A seemingly upbeat Jindal announced his decision to drop out of the White House race on Tuesday during an interview with Fox News’ Bret Baier. “This is not my time. I’ve come to the realization that this is not my time,” Jindal said.
It’s not hard to see why. Fighting to make a mark in a crowded Republican field, Jindal struggled to gain traction in national polls or to raise the kind of money that could make his candidacy competitive. His track record as Louisiana governor and his policy-wonk persona did little to help him. This primary season has rewarded style over substance and seen self-styled outsider candidates like Donald Trump and Ben Carson, who have not spent years locked up in elected office, surge in the polls. All three Republican candidates who have now dropped out of the 2016 race—Jindal, Scott Walker, and Rick Perry—have been governors.
Jindal’s failed White House bid was marked by his struggle to clearly define an identity as a candidate. Voters were left confused as to exactly who Jindal was and what he stood for.
The governor lamented a lack of interest in “detailed policy papers” in the midst of a “crazy, unpredictable election season” on Tuesday, but he was hardly above the antics of the season. Jindal spent a significant amount of time on the campaign trail chasing the spotlight and did so to a degree that stood out as attention-seeking even in a field where Republican candidates have done everything from taking a chainsaw to the tax code to creating a video depicting the many ways to destroy a cell phone.
Jindal jokingly remarked in August that “the best way to make news is to mention Donald Trump.” He seemed to take his own advice seriously, offering up a barrage of criticism aimed at the real-estate mogul.
Plenty of Republican presidential contenders have attacked Trump, but as he did so, Jindal failed to make clear why he was running for president in the first place. In contrast, South Carolina Senator Lindsey Graham has also struggled to make a dent in the polls, and resorted to taking shots at Trump, but has maintained a clear rationale for his White House bid—a desire to elevate the issue of foreign policy on the campaign trail and to push for deployment of U.S. forces to Iraq and Syria.
Jindal, moreover, is not a natural political performer. His attempts to chase the spotlight by railing against Trump felt forced.
The past presaged his more recent struggles. Amid predictions that he represented the future of the Republican party, Jindal delivered the Republican response to president Obama’s 2009 State of the Union address. He was supposed to shine, but the performance was widely panned as awkward. Ityielded unflattering comparisons between Jindal and the decidedly credulous character of Kenneth on 30 Rock.
"I never thought Bobby would run for office," Mary Beth Guillot, Jindal’s high-school principal had told Newsweek the previous year. "He just wasn't the backslapping, glad-handing type."
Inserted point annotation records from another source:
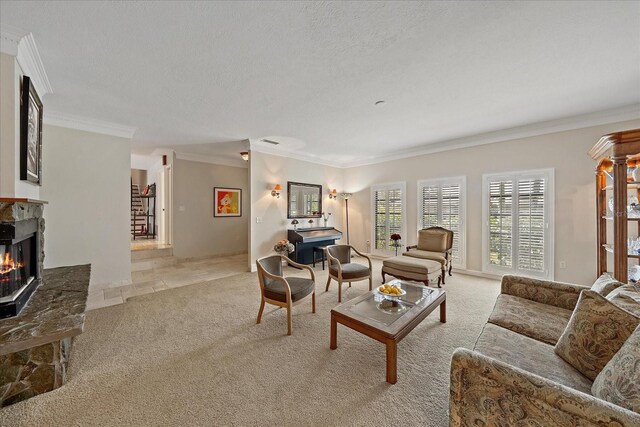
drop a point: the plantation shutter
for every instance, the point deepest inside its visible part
(519, 236)
(430, 202)
(380, 213)
(388, 215)
(531, 227)
(450, 216)
(440, 204)
(500, 222)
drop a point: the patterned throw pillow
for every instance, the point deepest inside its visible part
(627, 297)
(605, 284)
(619, 381)
(595, 332)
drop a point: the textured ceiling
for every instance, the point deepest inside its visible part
(187, 73)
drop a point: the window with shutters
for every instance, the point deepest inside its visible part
(388, 216)
(518, 223)
(441, 203)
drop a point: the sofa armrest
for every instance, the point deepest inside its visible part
(485, 391)
(558, 294)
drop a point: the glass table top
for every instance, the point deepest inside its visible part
(386, 310)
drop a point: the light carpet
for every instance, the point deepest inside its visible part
(195, 356)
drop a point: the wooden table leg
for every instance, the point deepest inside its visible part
(334, 333)
(392, 362)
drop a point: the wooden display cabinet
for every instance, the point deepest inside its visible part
(615, 153)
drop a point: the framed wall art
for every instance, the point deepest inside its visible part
(30, 133)
(227, 202)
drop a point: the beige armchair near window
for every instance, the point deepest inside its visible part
(284, 291)
(434, 243)
(342, 269)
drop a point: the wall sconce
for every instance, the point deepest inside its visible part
(276, 191)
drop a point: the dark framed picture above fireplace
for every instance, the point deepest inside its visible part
(30, 133)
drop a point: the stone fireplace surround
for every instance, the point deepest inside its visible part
(35, 344)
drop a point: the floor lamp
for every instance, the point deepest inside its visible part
(346, 197)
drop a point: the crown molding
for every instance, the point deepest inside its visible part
(9, 40)
(90, 125)
(214, 160)
(29, 60)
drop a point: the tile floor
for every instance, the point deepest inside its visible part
(156, 280)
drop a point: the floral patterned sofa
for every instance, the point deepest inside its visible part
(552, 354)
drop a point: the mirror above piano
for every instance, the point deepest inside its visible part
(304, 200)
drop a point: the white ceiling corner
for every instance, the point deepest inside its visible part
(9, 39)
(29, 60)
(453, 74)
(631, 112)
(212, 159)
(87, 124)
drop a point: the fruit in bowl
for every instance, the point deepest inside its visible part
(390, 289)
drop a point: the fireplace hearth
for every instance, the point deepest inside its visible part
(20, 259)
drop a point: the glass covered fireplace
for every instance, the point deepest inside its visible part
(19, 272)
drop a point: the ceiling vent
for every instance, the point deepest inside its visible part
(271, 142)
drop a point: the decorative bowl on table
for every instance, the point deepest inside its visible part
(390, 290)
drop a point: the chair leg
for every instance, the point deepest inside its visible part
(260, 311)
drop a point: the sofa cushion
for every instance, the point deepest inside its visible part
(539, 321)
(434, 256)
(605, 284)
(596, 331)
(627, 297)
(619, 381)
(529, 354)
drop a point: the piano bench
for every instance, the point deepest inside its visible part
(322, 250)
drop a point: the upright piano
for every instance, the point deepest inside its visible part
(305, 239)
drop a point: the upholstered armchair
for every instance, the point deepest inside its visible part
(434, 243)
(341, 269)
(284, 291)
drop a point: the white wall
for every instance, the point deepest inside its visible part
(267, 170)
(566, 152)
(10, 90)
(87, 220)
(196, 233)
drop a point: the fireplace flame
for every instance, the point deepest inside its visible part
(7, 264)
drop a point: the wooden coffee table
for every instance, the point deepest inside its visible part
(388, 321)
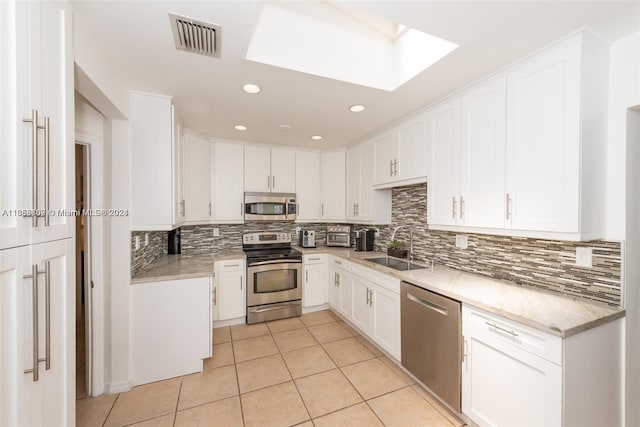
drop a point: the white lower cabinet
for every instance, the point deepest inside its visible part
(516, 375)
(314, 288)
(180, 310)
(229, 294)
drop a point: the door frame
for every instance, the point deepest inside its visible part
(94, 297)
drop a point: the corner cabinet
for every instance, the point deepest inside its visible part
(155, 163)
(513, 374)
(521, 153)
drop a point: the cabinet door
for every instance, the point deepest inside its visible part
(482, 190)
(283, 170)
(543, 142)
(197, 156)
(231, 291)
(413, 150)
(333, 186)
(228, 204)
(315, 290)
(257, 168)
(361, 315)
(353, 183)
(493, 386)
(444, 185)
(386, 148)
(308, 185)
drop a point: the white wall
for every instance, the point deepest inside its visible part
(624, 92)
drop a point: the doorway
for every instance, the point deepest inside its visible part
(83, 273)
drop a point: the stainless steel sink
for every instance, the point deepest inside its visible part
(396, 264)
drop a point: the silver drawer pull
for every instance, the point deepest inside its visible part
(427, 304)
(495, 326)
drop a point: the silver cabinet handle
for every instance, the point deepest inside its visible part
(453, 208)
(495, 326)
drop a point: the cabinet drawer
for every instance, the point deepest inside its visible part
(488, 327)
(314, 259)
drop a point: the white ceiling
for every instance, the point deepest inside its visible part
(207, 91)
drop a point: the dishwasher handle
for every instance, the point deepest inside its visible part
(423, 302)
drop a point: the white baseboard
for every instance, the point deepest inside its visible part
(117, 387)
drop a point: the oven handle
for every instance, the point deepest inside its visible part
(276, 261)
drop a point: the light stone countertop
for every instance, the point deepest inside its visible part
(176, 267)
(549, 312)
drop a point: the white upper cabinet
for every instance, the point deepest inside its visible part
(308, 185)
(269, 169)
(332, 193)
(467, 181)
(155, 203)
(36, 78)
(519, 159)
(401, 154)
(556, 134)
(364, 204)
(197, 159)
(228, 203)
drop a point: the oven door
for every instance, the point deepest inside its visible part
(274, 281)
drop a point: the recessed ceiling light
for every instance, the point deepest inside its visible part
(251, 88)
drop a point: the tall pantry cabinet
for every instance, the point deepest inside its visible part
(37, 278)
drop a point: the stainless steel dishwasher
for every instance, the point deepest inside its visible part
(432, 341)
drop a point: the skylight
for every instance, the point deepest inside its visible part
(331, 40)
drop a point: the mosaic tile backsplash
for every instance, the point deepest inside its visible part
(538, 263)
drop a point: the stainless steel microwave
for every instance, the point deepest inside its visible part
(270, 207)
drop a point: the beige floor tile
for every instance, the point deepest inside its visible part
(92, 411)
(145, 402)
(451, 417)
(285, 325)
(327, 392)
(165, 421)
(208, 386)
(328, 332)
(398, 370)
(359, 415)
(293, 340)
(317, 318)
(308, 361)
(279, 405)
(222, 356)
(405, 408)
(240, 332)
(372, 378)
(348, 351)
(260, 373)
(221, 335)
(225, 413)
(254, 348)
(370, 346)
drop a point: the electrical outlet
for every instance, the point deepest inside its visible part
(584, 257)
(462, 242)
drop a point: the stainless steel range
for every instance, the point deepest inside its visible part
(274, 277)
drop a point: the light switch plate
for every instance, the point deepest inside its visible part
(584, 257)
(462, 242)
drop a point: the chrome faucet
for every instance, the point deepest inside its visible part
(393, 237)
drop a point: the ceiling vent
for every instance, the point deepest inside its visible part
(196, 36)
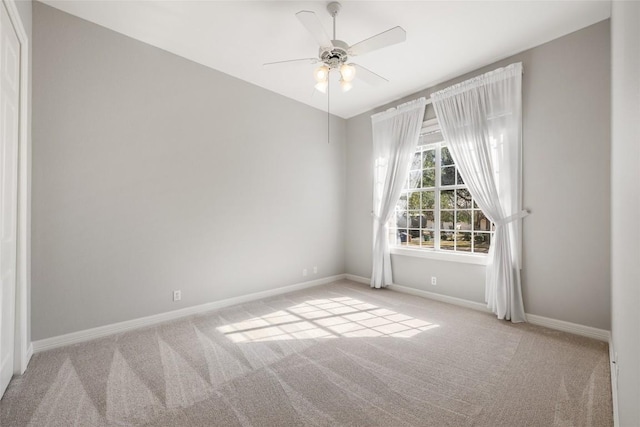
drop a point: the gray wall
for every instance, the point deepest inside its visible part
(625, 197)
(152, 173)
(566, 122)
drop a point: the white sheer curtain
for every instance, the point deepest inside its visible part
(395, 136)
(481, 121)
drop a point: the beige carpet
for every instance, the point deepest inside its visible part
(341, 354)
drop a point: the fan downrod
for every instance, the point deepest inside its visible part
(333, 8)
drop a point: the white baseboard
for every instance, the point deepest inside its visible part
(115, 328)
(358, 279)
(558, 325)
(614, 382)
(573, 328)
(439, 297)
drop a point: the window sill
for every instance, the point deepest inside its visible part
(440, 255)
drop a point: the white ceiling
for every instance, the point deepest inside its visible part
(444, 38)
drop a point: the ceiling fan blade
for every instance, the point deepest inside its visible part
(307, 60)
(387, 38)
(313, 25)
(368, 76)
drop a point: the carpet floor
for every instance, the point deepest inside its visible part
(335, 355)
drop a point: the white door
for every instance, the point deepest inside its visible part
(9, 101)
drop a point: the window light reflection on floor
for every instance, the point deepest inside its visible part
(326, 318)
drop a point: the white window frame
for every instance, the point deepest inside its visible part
(438, 254)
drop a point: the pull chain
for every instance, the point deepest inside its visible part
(328, 106)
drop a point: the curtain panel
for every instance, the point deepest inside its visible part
(395, 136)
(481, 121)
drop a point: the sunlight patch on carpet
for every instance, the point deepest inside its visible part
(326, 318)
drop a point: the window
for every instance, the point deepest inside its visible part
(435, 210)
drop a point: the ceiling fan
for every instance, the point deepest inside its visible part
(334, 54)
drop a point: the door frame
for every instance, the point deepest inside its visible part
(23, 349)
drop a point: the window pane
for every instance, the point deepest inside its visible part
(416, 219)
(448, 176)
(428, 239)
(463, 241)
(446, 199)
(403, 236)
(447, 240)
(480, 221)
(415, 179)
(481, 242)
(428, 200)
(416, 162)
(446, 156)
(414, 201)
(428, 220)
(402, 220)
(429, 157)
(393, 236)
(463, 199)
(413, 237)
(446, 220)
(429, 178)
(463, 220)
(402, 202)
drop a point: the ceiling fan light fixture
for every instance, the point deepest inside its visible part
(348, 72)
(321, 74)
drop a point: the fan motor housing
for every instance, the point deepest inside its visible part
(335, 56)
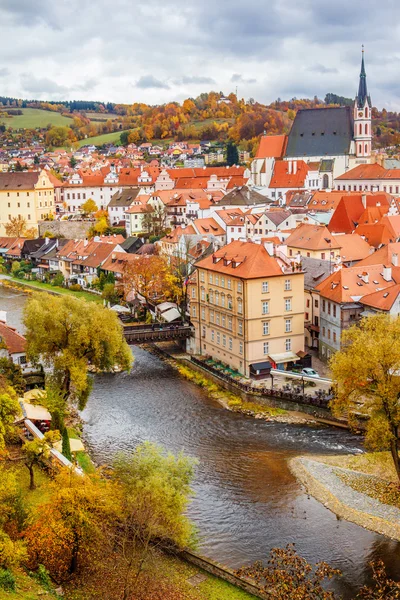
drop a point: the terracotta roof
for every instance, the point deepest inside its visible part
(242, 259)
(312, 237)
(271, 146)
(14, 341)
(352, 247)
(281, 177)
(347, 285)
(384, 299)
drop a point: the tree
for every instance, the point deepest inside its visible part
(232, 154)
(71, 524)
(366, 373)
(145, 277)
(289, 576)
(89, 207)
(67, 334)
(17, 227)
(9, 409)
(36, 451)
(155, 491)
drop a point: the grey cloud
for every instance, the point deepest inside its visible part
(148, 81)
(237, 78)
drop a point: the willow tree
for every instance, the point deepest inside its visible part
(367, 375)
(67, 335)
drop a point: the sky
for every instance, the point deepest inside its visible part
(156, 51)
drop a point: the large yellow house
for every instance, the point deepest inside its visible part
(247, 309)
(27, 194)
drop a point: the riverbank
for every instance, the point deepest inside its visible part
(256, 409)
(356, 494)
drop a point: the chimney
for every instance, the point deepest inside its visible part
(387, 273)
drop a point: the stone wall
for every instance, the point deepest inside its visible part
(71, 230)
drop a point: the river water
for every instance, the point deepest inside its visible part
(246, 500)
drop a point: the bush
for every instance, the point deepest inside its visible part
(7, 581)
(75, 287)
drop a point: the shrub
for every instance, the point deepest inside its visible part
(7, 581)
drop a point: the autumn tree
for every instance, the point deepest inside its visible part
(36, 451)
(9, 409)
(89, 207)
(145, 277)
(72, 524)
(18, 227)
(67, 334)
(288, 576)
(366, 375)
(155, 492)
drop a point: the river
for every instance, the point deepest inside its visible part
(246, 500)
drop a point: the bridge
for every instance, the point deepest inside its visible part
(158, 332)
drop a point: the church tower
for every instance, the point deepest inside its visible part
(363, 117)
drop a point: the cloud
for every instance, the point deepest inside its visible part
(237, 78)
(148, 82)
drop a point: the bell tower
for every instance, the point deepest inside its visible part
(363, 116)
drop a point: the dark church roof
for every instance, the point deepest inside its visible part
(321, 132)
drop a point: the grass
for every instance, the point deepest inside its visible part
(98, 140)
(51, 288)
(33, 118)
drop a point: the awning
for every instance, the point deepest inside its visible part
(284, 357)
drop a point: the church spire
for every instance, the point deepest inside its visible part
(362, 95)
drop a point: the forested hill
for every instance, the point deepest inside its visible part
(210, 116)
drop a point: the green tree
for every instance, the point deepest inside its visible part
(366, 373)
(232, 154)
(89, 207)
(67, 334)
(9, 409)
(36, 451)
(155, 492)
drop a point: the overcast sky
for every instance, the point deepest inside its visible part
(155, 51)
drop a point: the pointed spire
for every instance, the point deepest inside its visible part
(362, 87)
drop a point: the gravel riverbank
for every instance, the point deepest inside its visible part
(323, 483)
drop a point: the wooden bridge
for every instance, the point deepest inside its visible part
(158, 332)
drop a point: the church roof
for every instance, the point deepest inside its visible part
(321, 132)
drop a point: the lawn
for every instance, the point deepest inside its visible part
(33, 118)
(98, 140)
(51, 288)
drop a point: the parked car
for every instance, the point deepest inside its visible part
(309, 372)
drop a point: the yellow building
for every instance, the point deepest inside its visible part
(27, 194)
(247, 308)
(312, 241)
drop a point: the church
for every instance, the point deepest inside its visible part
(323, 143)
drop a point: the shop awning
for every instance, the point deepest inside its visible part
(284, 357)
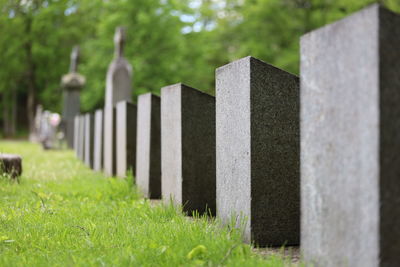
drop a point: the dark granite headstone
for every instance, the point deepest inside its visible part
(81, 138)
(148, 146)
(126, 137)
(350, 141)
(89, 139)
(98, 140)
(188, 148)
(76, 134)
(258, 180)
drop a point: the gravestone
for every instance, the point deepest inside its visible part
(10, 165)
(257, 118)
(350, 164)
(98, 140)
(188, 148)
(148, 146)
(35, 135)
(118, 88)
(126, 137)
(89, 139)
(76, 134)
(81, 137)
(72, 84)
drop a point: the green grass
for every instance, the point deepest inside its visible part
(63, 214)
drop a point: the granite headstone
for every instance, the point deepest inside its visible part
(188, 148)
(350, 141)
(148, 146)
(258, 180)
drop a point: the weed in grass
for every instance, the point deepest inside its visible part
(64, 214)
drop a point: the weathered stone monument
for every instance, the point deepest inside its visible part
(72, 84)
(148, 146)
(89, 139)
(257, 139)
(76, 134)
(118, 88)
(188, 148)
(350, 141)
(81, 138)
(98, 140)
(125, 138)
(35, 135)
Jindal’s ambition also appeared to cause him to stray from his core political identity as a respected policy wonk during his tenure as governor. Jindal delivered an energetic response to the 2010 Deepwater Horizon oil spill, but faced criticism, including from fellow conservatives, for his handling of state budget shortfalls. That saga created a perception that the well being of Louisiana took a back seat to the governor’s national political aspirations.
In June, Louisiana’s largest daily newspaper published a letter from a Baton Rouge resident that accused Jindal of being mercurial: “Can you trust someone who is so changeable? While I think that anybody has the right to change his/her mind, Jindal has made a career out of adapting his thinking according to the changing direction of political winds.”
In light of all that, it seems simultaneously fitting and ironic that after concluding that he did not have a viable path to the presidency, Jindal announced on Tuesday that he would seek to reclaim his identity as a policy wonk.
“I’m going to go back to a think tank, one of the things I’m going to be doing, I’m going to go back to a think tank called America Next that I set up a few years ago to develop these policies,” Jindal told Baier.
“I’m not going to stop fighting for my conservative beliefs and principles, certainly we thought it would end differently, but the reality is this isn’t my time,” he added.